• [^] # Re: Verbiage...

    Posté par (site web personnel) . En réponse au journal Le Rationalisme. Évalué à 7. Dernière modification le 03 février 2025 à 13:34.

    Mhm, oui. J'ai eu tant de mal à suivre ces deux journaux que j'ai abandonné.

    J'ai essayé de comprendre pourquoi sur ce journal, et je pense que :

    • ça manque de structure (avec des sections qui ont des titres, un plan)
    • ça manque de ligne directrice (d'où on part et vers où on souhaite amener les lecteurs et les lectrices)
    • ça manque de définitions avant usage des termes
    • le texte a été frappé par la malédiction de la connaissance
    • la manière de progresser ne me correspond pas. Un symptôme de cette manière de progresser est la présence de motifs du style "[A]. Pourquoi ? [B]". En réalité, B est arrivé avant A, du coup si on veut partir du début et arriver à la fin, potentiellement B devrait être présenté avant A. De fait, ça peut totalement inverser le sens du texte. Autrement dit, pour saisir qu'il y a un problème à résoudre, on devrait déjà être mis au courant de B, et ensuite A devient une implication présentée après. Évidemment, un texte très bien rédigé pourra transgresser cette règle çà et là pour un peu de dynamisme et ne pas faire mourir les gens d'ennui.

    Je note une motivation présentée au début, ça aide bien. Mais je n'ai pas le contexte pour la comprendre : le terme "Séquences" en majuscule est utilisé mais je ne sais pas à quoi ça fait référence.

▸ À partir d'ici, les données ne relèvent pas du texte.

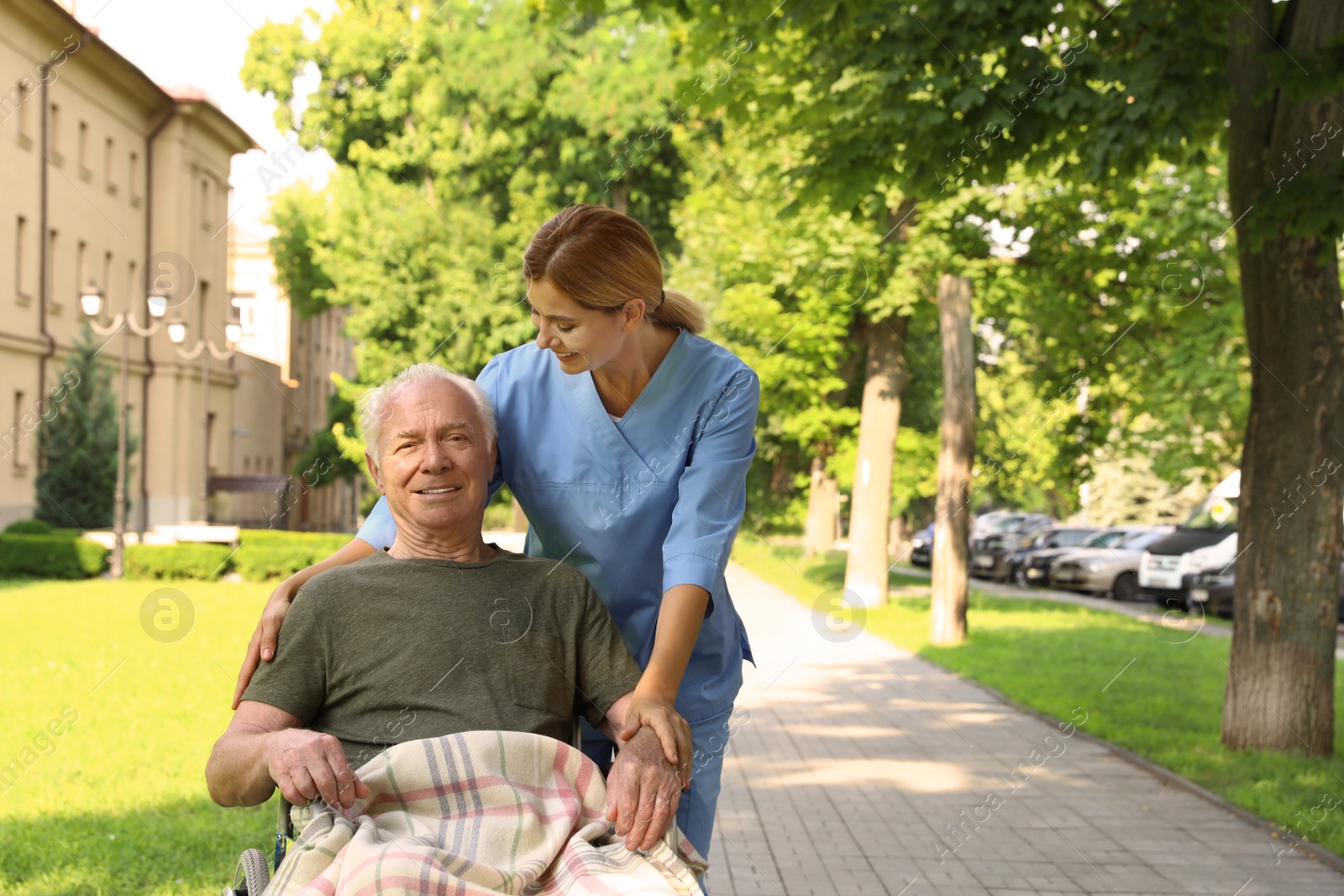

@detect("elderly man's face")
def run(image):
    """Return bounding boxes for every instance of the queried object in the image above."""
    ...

    Ce journal propose par exemple de renommer un concept qui n'est alors pas encore présenté. Donc on sent qu'il y a un problème et qu'on essaie de lui couper l'herbe sur le pied (on n'a pas encore le problème dans le monde francophone), mais on ne comprend pas les tenants et les aboutissants. On comprend que le terme initial n'est pas approprié du point de vue de certaines personne, mais on ne saisit pas pourquoi.

    Une manière qui marche bien pour s'adresser à moi avec un long texte :

    • présenter clairement un problème qu'il faut résoudre et proposer une solution
      • décrire le problème à l'aide de concepts définis au préalable
      • décrire une solution à l'aide de concepts définis au préalable
    • Si on propose un changement, faire un état des lieux bien défini, présenter les problèmes de l'existant, et introduire la proposition.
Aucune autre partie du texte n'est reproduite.